源一郎は、子供の頃から優秀で神童と呼ばれていたそうで、長川東州について漢学を、15歳になると長崎通詞名の村八右衛門のもとで蘭学を学び、1年たたずに稽古通弁(通訳の見習い)となったという語学の天才。名村は出島のオランダ商館長が幕府へ世界情勢を報告するオランダ風説書(ふうせつがき)の口授翻訳で、源一郎を筆記者に使ったということ。
このとき源一郎は、出島にいるオランダ商館長のカピタンが、なぜオランダなどの海外情報を知っているのかが疑問だったが、名村に、西洋には毎日発行されて国内外の時事を知らせる新聞という印刷物があり、カピタンはそれを読んで重要な事柄を奉行所に伝えていると教えられ、古いオランダの新聞を見せてもらったということ。これが源一郎が初めて手にした新聞に。
2-1、源一郎、江戸へ行き英語を習得
源一郎は安政4年(1857年)、16歳の時に海軍伝習生の矢田堀景蔵に従って江戸に。
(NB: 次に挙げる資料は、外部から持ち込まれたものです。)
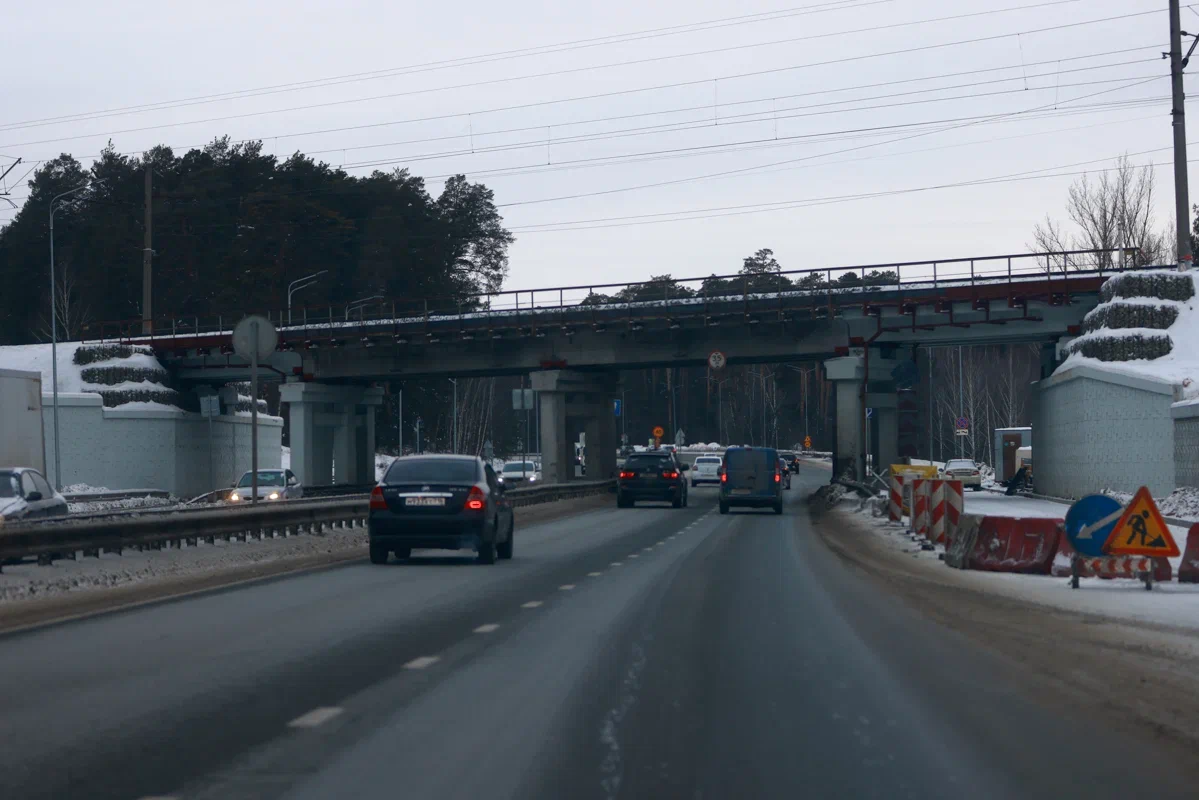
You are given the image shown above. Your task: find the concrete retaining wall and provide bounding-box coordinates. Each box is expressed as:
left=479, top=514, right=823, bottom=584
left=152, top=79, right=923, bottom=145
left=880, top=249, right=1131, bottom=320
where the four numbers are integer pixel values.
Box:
left=1032, top=367, right=1177, bottom=498
left=42, top=392, right=283, bottom=498
left=1170, top=403, right=1199, bottom=488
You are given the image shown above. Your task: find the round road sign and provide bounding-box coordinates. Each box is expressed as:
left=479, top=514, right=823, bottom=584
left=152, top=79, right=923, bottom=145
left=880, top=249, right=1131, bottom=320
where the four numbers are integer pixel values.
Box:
left=233, top=314, right=279, bottom=359
left=1066, top=494, right=1123, bottom=558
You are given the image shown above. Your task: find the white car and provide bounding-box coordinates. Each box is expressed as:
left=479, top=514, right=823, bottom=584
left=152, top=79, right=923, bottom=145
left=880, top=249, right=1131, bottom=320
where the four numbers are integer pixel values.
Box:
left=499, top=461, right=541, bottom=487
left=229, top=469, right=303, bottom=503
left=941, top=458, right=982, bottom=492
left=691, top=456, right=724, bottom=487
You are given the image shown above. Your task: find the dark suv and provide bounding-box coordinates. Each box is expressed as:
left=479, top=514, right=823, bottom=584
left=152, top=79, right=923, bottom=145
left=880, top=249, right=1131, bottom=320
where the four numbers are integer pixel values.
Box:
left=721, top=447, right=783, bottom=513
left=616, top=450, right=689, bottom=509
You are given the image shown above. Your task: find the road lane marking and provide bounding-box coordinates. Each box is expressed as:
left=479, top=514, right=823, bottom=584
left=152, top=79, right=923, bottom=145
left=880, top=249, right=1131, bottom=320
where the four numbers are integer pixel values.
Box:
left=404, top=656, right=441, bottom=669
left=288, top=705, right=342, bottom=728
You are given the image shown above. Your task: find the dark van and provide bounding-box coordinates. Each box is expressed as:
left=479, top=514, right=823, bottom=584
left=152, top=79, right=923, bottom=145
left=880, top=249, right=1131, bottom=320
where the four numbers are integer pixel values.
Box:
left=721, top=447, right=783, bottom=513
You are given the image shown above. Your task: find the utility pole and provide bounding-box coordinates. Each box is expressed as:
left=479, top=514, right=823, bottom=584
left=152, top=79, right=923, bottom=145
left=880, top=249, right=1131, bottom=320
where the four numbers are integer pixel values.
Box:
left=141, top=164, right=153, bottom=333
left=1163, top=0, right=1199, bottom=272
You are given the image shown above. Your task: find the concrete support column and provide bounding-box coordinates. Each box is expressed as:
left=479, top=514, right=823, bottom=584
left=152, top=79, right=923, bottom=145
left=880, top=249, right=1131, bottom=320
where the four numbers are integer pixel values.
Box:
left=279, top=383, right=382, bottom=486
left=537, top=390, right=574, bottom=483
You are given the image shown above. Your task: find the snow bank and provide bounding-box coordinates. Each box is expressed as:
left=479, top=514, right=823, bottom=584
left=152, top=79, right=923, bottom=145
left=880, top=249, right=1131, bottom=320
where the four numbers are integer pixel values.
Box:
left=1055, top=270, right=1199, bottom=402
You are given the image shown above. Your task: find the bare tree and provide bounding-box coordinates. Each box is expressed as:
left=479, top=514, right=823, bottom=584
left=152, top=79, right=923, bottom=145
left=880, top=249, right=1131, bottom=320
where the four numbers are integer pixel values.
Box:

以後、2年間、イギリスの学問や英語を父 苟庵の旧知でペリー来航時の通訳も務めた森山栄之助に学んで、外国奉行支配通弁御用雇として、翻訳の仕事に従事することに。
2-2、源一郎、遣欧使節に参加、新聞、演劇などに関心を深める
published by 東洋文化協會 (The Eastern Culture Association) – The Japanese book “幕末・明治・大正 回顧八十年史” (Memories for 80 years, Bakumatsu, Meiji, Taisho), パブリック・ドメイン, リンクによる
万延元年(1860年)、源一郎は御家人に取り立てられ、文久元年(1861年)、文久遣欧使節に外国奉行で組頭として参加する柴田日向守剛中に付いて通訳として同行、ロシア帝国との国境線確定交渉に関与。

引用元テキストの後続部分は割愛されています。